About Us

Mission: We are a nurturing community, sharing a hot meal, groceries and sustenance with all who come. We offer an opportunity to serve and be served in a safe, friendly and compassionate setting and seek to foster a sense of self, connected in relationship to others.

My Sister’s Pantry serves a hot meal as well as distributing groceries and clothing. The Pantry’s primary objective is keeping poor families from suffering homelessness. An outreach program of nonprofit FIRST Center, the Pantry is located at 621 Tacoma Ave, Tacoma 98402. Since the late twentieth century, this urban neighborhood with run-down buildings and abandoned cars has had a high level of poverty and crime. Yet a short walk across the appropriately named Division Street provides views of family homes dating from the early twentieth-century that evidence the wealth of a well-to-do urban area.

Since opening its doors to the community in 1999, My Sister’s Pantry has become the eighth largest food bank in the Tacoma area. The Pantry served 13,700 clients in 2008. Open three times a month, the caring food bank also provides substantial hot meal, served on tablecloths with metal cutlery and china. Fall and winter months are colder, wetter, holiday laden and, for many, depressing. The Pantry becomes a haven for fellowship, warmth and caring. Evening and Saturday openings mean minimum-wage-earning families can come without disrupting their work schedules.

Gradually, the Pantry has added new dimensions to its service. In fall 2002, the Pantry opened a clothing bank. The clothing bank is set up in a store-like fashion with designated areas for men’s, women’s, and children’s clothing. Clothing donations are received from individuals, consignment stores and a retirement community. Pantry clients not only “shop” for needed items but often donate clean items they can no longer use.

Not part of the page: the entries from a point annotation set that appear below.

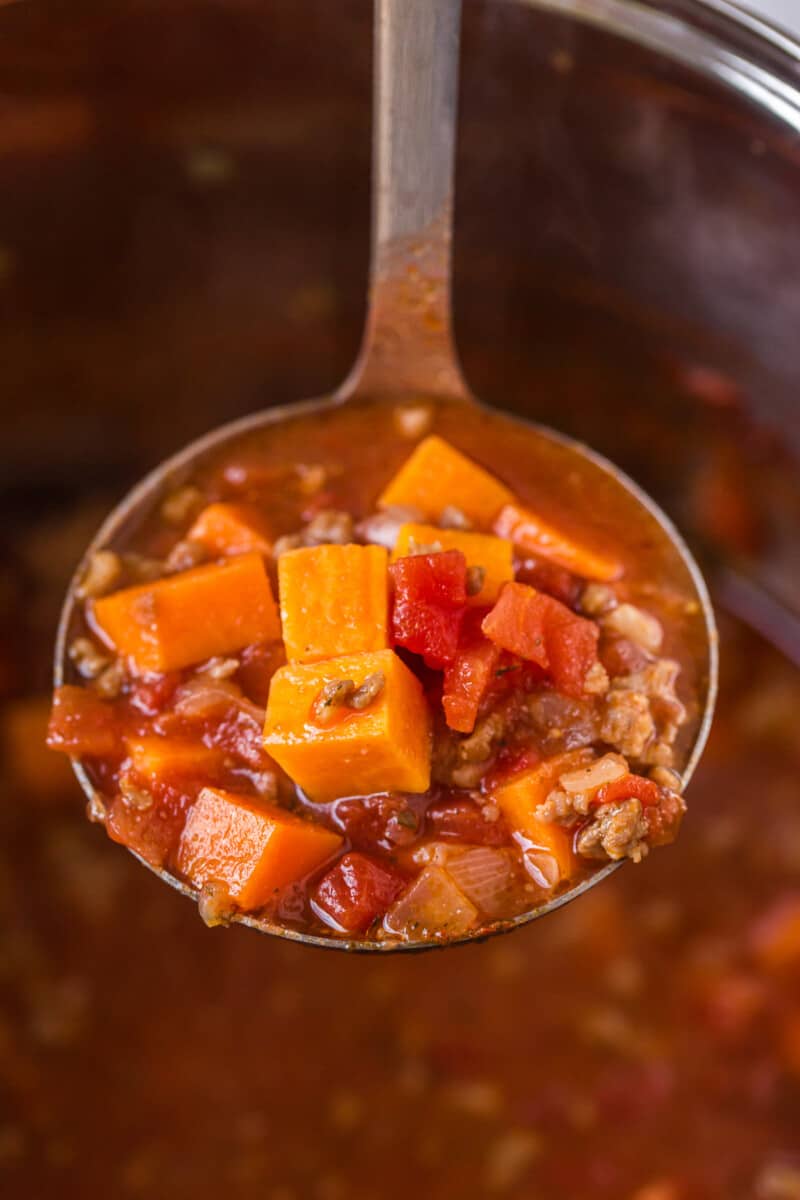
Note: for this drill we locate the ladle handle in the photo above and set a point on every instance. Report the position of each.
(408, 346)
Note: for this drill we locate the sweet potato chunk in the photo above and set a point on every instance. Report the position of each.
(438, 475)
(531, 533)
(494, 556)
(166, 759)
(253, 850)
(384, 747)
(227, 529)
(547, 846)
(334, 601)
(192, 616)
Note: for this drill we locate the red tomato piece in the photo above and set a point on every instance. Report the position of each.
(517, 623)
(154, 832)
(462, 821)
(545, 631)
(154, 693)
(571, 647)
(626, 789)
(470, 676)
(557, 581)
(356, 891)
(377, 822)
(429, 605)
(83, 725)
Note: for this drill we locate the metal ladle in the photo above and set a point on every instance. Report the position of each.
(408, 349)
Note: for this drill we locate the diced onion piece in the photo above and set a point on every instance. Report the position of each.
(203, 695)
(587, 779)
(383, 528)
(485, 876)
(633, 623)
(437, 852)
(432, 905)
(542, 867)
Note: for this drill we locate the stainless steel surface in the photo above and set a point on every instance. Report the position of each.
(408, 345)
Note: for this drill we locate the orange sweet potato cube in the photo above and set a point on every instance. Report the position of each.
(254, 850)
(494, 555)
(537, 537)
(385, 747)
(334, 601)
(547, 846)
(155, 757)
(23, 733)
(438, 475)
(227, 529)
(192, 616)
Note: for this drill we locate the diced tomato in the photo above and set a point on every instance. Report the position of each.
(510, 762)
(571, 647)
(356, 891)
(557, 581)
(152, 693)
(258, 665)
(83, 725)
(620, 655)
(517, 623)
(152, 832)
(626, 789)
(463, 821)
(429, 605)
(545, 631)
(377, 822)
(469, 678)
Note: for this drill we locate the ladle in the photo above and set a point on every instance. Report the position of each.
(408, 349)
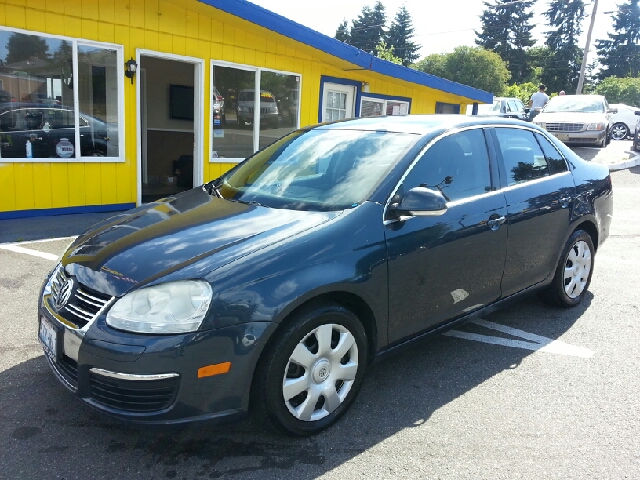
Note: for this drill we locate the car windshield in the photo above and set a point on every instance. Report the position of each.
(318, 170)
(568, 103)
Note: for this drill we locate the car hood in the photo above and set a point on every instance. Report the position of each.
(142, 246)
(570, 117)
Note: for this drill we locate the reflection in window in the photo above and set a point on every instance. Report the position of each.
(523, 158)
(456, 166)
(98, 96)
(556, 161)
(37, 113)
(232, 110)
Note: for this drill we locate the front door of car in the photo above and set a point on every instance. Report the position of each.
(442, 266)
(539, 191)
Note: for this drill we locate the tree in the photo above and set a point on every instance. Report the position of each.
(433, 64)
(506, 30)
(342, 32)
(473, 66)
(387, 53)
(26, 47)
(562, 68)
(620, 55)
(400, 34)
(369, 28)
(620, 90)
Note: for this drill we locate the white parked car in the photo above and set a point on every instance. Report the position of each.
(581, 119)
(624, 122)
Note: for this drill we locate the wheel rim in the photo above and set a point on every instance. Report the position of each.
(619, 131)
(320, 372)
(576, 269)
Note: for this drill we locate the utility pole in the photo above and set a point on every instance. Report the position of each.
(586, 48)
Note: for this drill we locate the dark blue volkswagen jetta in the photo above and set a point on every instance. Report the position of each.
(273, 287)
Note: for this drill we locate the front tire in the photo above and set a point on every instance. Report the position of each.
(573, 273)
(312, 372)
(619, 131)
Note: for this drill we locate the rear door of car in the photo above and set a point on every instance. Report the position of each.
(442, 266)
(539, 193)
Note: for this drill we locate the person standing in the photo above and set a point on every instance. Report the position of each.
(537, 101)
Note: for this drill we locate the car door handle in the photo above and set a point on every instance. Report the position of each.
(494, 223)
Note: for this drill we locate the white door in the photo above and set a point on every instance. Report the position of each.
(337, 102)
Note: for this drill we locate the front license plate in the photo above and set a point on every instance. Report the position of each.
(48, 337)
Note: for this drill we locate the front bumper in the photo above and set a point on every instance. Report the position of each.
(152, 379)
(588, 136)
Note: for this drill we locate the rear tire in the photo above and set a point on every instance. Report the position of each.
(312, 371)
(573, 273)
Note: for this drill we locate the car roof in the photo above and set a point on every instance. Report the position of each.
(416, 124)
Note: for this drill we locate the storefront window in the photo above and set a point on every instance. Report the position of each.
(236, 123)
(38, 117)
(279, 94)
(98, 100)
(371, 106)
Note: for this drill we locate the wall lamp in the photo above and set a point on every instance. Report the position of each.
(130, 69)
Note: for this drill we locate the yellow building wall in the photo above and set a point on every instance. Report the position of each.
(180, 27)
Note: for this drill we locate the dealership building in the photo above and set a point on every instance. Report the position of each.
(108, 104)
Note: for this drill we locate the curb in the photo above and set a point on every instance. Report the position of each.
(632, 162)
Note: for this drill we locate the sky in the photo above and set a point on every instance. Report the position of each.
(440, 25)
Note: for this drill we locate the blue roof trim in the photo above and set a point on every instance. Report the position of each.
(279, 24)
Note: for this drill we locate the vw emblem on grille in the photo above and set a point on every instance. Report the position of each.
(64, 294)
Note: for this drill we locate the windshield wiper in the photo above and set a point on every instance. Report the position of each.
(212, 188)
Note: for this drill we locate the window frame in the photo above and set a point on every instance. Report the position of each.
(385, 99)
(257, 87)
(77, 157)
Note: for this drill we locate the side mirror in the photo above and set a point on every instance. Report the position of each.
(419, 201)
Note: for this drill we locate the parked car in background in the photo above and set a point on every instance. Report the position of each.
(274, 286)
(506, 107)
(268, 108)
(582, 119)
(6, 97)
(636, 137)
(30, 130)
(624, 121)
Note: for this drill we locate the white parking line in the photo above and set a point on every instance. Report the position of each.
(536, 343)
(28, 251)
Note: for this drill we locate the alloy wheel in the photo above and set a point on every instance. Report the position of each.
(320, 372)
(619, 131)
(577, 268)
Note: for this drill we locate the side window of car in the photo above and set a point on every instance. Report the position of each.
(456, 165)
(523, 158)
(557, 163)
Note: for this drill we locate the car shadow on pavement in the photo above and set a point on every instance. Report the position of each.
(50, 434)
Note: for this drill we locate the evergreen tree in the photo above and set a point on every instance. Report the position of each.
(506, 30)
(562, 70)
(342, 32)
(400, 35)
(620, 55)
(369, 28)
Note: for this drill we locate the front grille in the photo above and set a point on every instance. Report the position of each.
(134, 396)
(83, 305)
(67, 370)
(565, 127)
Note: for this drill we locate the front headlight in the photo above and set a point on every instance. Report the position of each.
(176, 307)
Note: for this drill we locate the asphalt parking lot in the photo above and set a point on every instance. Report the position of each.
(528, 392)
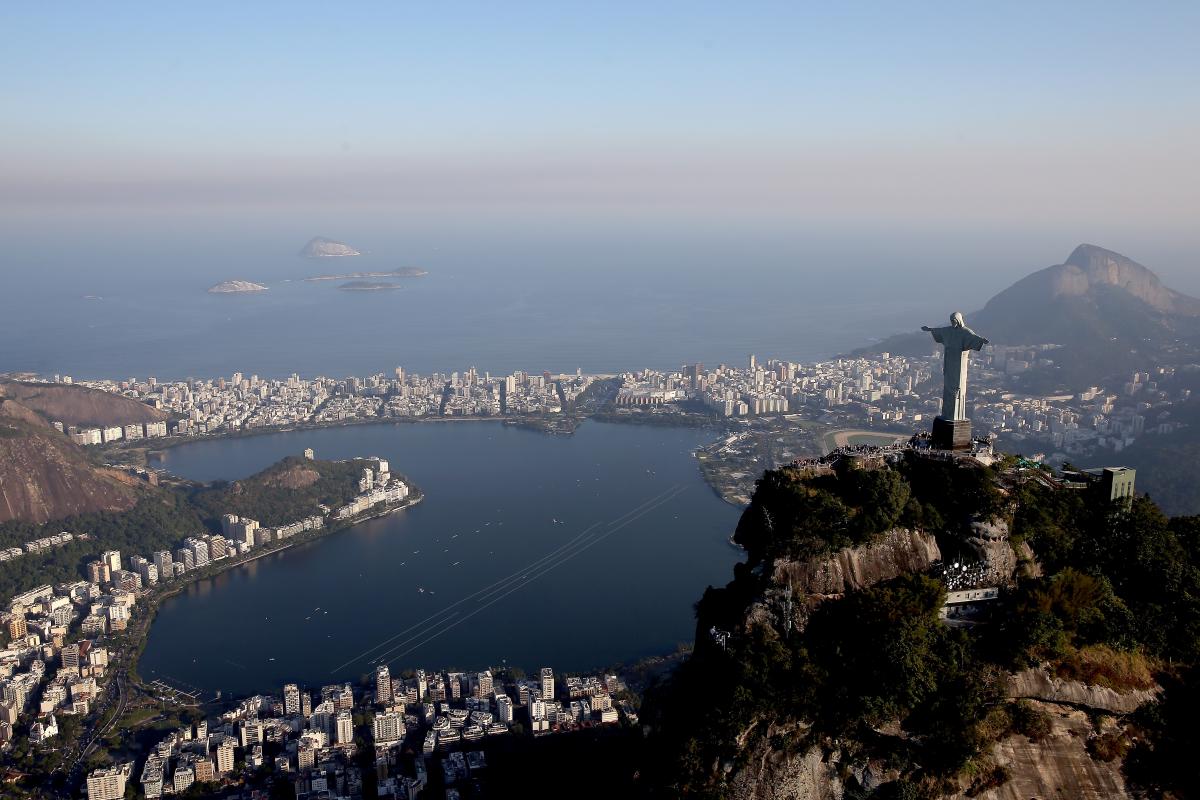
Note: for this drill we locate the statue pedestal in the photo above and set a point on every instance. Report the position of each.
(952, 434)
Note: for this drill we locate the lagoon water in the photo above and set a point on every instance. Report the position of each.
(573, 552)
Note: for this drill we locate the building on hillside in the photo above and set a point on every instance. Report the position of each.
(108, 783)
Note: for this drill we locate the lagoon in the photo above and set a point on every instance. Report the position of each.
(529, 549)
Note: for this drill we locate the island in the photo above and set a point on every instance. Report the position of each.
(367, 286)
(322, 247)
(237, 287)
(402, 272)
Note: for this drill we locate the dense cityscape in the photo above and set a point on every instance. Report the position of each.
(883, 390)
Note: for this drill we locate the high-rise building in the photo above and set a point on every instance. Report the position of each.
(504, 709)
(113, 559)
(184, 555)
(291, 699)
(484, 684)
(345, 727)
(70, 656)
(108, 783)
(165, 564)
(251, 733)
(199, 549)
(383, 685)
(99, 572)
(388, 728)
(225, 757)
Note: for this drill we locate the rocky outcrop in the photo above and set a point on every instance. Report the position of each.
(1090, 266)
(45, 476)
(322, 247)
(768, 774)
(1059, 765)
(898, 552)
(237, 287)
(78, 405)
(1038, 684)
(989, 541)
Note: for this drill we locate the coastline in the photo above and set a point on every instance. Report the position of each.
(155, 597)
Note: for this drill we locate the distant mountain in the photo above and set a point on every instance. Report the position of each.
(322, 247)
(1111, 316)
(45, 476)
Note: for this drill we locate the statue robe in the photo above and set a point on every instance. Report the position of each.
(958, 342)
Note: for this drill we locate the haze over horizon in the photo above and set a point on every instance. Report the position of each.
(871, 161)
(1027, 116)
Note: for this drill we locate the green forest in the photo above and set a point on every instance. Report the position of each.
(163, 517)
(1116, 603)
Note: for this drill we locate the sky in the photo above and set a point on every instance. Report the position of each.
(1075, 116)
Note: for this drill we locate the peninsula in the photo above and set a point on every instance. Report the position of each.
(237, 287)
(322, 247)
(402, 272)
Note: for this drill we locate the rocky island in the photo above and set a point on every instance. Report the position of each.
(367, 286)
(237, 287)
(401, 272)
(322, 247)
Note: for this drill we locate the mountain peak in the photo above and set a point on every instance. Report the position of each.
(1089, 254)
(1090, 266)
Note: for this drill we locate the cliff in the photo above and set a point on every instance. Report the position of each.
(827, 672)
(1057, 765)
(899, 552)
(78, 405)
(45, 476)
(1109, 313)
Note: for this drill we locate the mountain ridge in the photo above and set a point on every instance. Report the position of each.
(1110, 314)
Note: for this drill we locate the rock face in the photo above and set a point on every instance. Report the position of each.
(322, 247)
(1039, 685)
(78, 404)
(1093, 293)
(1109, 314)
(1059, 765)
(235, 287)
(772, 775)
(45, 476)
(897, 553)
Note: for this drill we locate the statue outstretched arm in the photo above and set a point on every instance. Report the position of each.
(935, 331)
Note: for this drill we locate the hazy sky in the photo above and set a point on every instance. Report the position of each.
(1038, 114)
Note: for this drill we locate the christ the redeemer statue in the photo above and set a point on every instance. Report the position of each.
(952, 428)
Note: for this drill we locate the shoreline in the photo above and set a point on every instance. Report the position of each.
(153, 603)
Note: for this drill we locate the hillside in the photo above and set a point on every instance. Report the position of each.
(78, 405)
(45, 476)
(322, 247)
(1111, 314)
(282, 493)
(833, 675)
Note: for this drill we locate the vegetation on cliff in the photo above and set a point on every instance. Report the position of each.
(877, 675)
(288, 491)
(162, 518)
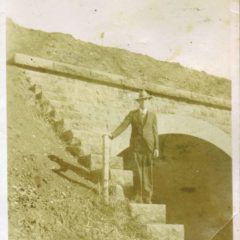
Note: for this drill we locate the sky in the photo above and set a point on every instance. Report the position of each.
(195, 33)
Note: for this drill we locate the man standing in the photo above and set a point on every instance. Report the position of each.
(143, 146)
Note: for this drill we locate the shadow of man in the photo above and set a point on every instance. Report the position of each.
(65, 166)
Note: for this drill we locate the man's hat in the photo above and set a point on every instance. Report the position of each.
(143, 95)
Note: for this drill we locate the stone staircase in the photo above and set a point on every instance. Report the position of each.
(85, 146)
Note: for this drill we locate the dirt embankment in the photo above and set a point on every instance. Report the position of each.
(65, 48)
(43, 202)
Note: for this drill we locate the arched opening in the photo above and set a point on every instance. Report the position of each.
(194, 179)
(193, 175)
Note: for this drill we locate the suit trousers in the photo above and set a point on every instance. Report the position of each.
(143, 174)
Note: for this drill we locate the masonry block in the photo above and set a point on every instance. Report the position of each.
(148, 213)
(116, 162)
(166, 231)
(121, 177)
(116, 193)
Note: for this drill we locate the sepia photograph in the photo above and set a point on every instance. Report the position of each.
(120, 120)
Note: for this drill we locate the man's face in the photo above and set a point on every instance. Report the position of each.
(143, 103)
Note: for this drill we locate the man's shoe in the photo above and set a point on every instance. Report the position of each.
(148, 201)
(138, 199)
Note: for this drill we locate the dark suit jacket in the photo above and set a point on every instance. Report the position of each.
(146, 129)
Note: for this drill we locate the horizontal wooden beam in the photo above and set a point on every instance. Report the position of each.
(101, 77)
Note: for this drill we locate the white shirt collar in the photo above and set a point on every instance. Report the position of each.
(143, 111)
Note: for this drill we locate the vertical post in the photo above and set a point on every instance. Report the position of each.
(105, 179)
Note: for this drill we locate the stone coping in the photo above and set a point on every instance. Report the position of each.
(101, 77)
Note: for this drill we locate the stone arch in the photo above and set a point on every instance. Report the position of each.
(178, 124)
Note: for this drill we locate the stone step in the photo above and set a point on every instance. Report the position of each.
(122, 177)
(148, 213)
(91, 142)
(166, 231)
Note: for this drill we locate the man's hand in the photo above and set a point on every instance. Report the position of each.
(109, 135)
(156, 153)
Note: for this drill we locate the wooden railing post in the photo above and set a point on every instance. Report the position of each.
(106, 159)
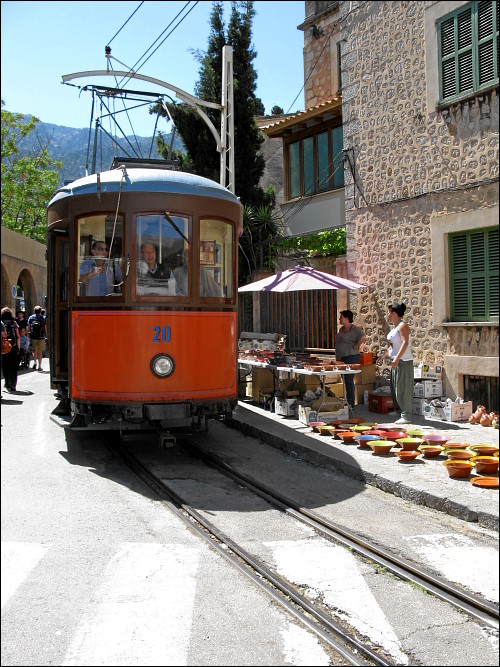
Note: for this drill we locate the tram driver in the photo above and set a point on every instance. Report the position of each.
(99, 275)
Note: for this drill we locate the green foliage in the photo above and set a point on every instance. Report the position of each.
(28, 181)
(197, 138)
(330, 242)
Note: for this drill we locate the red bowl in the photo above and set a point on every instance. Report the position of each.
(406, 455)
(347, 436)
(394, 435)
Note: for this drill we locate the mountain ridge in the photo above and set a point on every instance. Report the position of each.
(70, 146)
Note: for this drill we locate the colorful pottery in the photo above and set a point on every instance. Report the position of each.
(430, 451)
(406, 455)
(410, 444)
(458, 469)
(381, 446)
(485, 464)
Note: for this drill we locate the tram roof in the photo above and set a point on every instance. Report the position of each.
(137, 179)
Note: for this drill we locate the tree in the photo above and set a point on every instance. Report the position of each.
(197, 138)
(28, 182)
(277, 111)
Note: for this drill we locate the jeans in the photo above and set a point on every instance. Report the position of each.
(349, 379)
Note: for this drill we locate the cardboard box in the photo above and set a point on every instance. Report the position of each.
(423, 371)
(284, 406)
(307, 415)
(381, 403)
(421, 407)
(456, 412)
(359, 393)
(368, 375)
(337, 388)
(366, 358)
(261, 378)
(428, 389)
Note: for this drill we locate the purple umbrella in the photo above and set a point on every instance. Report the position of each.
(300, 278)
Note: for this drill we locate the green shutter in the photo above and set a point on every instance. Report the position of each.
(474, 275)
(468, 50)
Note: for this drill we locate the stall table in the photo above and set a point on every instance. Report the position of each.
(280, 370)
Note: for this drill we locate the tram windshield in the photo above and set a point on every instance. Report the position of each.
(161, 241)
(100, 257)
(216, 259)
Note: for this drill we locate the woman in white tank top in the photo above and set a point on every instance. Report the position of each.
(401, 357)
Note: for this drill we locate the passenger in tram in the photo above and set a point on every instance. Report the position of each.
(150, 267)
(99, 275)
(208, 286)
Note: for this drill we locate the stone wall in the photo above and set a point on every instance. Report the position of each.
(408, 164)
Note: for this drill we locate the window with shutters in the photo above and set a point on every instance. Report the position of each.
(314, 161)
(474, 275)
(468, 51)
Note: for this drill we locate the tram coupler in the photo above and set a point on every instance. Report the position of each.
(167, 440)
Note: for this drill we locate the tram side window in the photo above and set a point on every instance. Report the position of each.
(100, 257)
(216, 259)
(161, 240)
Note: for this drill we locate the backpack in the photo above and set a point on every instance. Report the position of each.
(37, 327)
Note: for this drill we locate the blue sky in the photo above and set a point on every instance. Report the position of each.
(41, 41)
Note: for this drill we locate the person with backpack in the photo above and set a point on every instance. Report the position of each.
(10, 360)
(36, 332)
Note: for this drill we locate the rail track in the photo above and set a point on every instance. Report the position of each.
(335, 635)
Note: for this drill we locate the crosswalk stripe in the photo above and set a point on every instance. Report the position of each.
(141, 611)
(335, 573)
(18, 559)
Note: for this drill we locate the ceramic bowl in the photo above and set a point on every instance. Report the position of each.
(459, 454)
(430, 451)
(360, 428)
(364, 440)
(436, 439)
(315, 425)
(381, 446)
(415, 433)
(457, 445)
(347, 436)
(458, 469)
(406, 455)
(394, 435)
(485, 464)
(410, 444)
(484, 450)
(334, 432)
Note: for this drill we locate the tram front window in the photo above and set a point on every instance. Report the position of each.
(100, 242)
(216, 259)
(161, 240)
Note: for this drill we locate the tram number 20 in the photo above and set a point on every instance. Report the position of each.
(161, 334)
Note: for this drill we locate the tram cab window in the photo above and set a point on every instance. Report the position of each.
(100, 256)
(160, 241)
(216, 259)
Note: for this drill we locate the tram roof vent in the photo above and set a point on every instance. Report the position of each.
(144, 163)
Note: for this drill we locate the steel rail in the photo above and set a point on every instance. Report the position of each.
(483, 610)
(208, 531)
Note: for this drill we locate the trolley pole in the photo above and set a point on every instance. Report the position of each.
(227, 121)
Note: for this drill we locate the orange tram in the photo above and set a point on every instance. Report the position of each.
(142, 298)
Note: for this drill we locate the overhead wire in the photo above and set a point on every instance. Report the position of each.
(313, 67)
(133, 68)
(140, 5)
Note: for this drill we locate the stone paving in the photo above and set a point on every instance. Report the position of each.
(424, 481)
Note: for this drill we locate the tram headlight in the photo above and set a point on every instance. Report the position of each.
(162, 365)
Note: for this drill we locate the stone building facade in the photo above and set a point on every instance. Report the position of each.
(416, 171)
(24, 272)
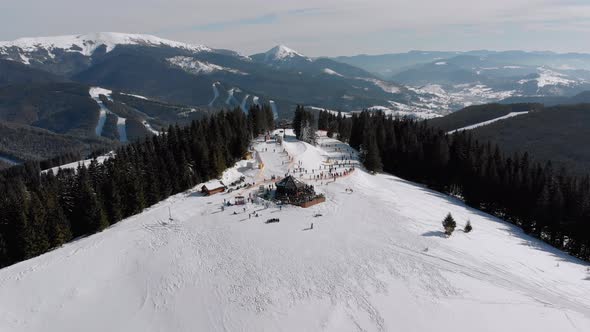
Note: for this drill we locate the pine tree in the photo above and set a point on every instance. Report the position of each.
(468, 228)
(372, 158)
(449, 224)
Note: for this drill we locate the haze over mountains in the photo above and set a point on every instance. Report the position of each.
(152, 82)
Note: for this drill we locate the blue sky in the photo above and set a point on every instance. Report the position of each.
(320, 27)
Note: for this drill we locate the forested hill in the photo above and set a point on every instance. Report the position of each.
(556, 133)
(480, 113)
(40, 211)
(547, 202)
(559, 133)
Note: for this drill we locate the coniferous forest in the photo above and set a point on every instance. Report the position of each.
(547, 203)
(40, 211)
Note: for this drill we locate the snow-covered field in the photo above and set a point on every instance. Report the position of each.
(88, 43)
(74, 165)
(485, 123)
(215, 93)
(95, 93)
(196, 67)
(376, 260)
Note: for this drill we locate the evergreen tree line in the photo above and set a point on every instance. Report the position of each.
(547, 203)
(41, 211)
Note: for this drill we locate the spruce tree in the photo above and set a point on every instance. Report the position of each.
(449, 224)
(468, 228)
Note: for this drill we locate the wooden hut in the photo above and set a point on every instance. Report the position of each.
(212, 188)
(292, 191)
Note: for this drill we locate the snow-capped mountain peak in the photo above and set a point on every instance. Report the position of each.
(86, 44)
(282, 53)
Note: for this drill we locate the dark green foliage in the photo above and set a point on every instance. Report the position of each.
(477, 114)
(449, 224)
(468, 228)
(551, 205)
(304, 125)
(42, 211)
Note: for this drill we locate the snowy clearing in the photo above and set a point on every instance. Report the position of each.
(275, 110)
(243, 105)
(331, 72)
(375, 260)
(122, 129)
(149, 127)
(215, 93)
(196, 67)
(74, 165)
(9, 160)
(485, 123)
(88, 43)
(95, 93)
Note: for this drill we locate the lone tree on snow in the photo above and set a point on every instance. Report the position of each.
(449, 224)
(468, 227)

Pantry Partners is a group of guests composed of the several ethnic groups that visit the Pantry including Native Americans, Moldavians, African Americans, and Russians. Formed in January 2004, they meet every other month to discuss issues of concern to them such as equitable distribution of food and variety of food selection, while posing solutions, such as switching to a number system instead of names on items to overcome language barriers).

Martha Curwen

Executive Director Martha Curwen brings a wealth of experience working in both the financial and non-profit sectors.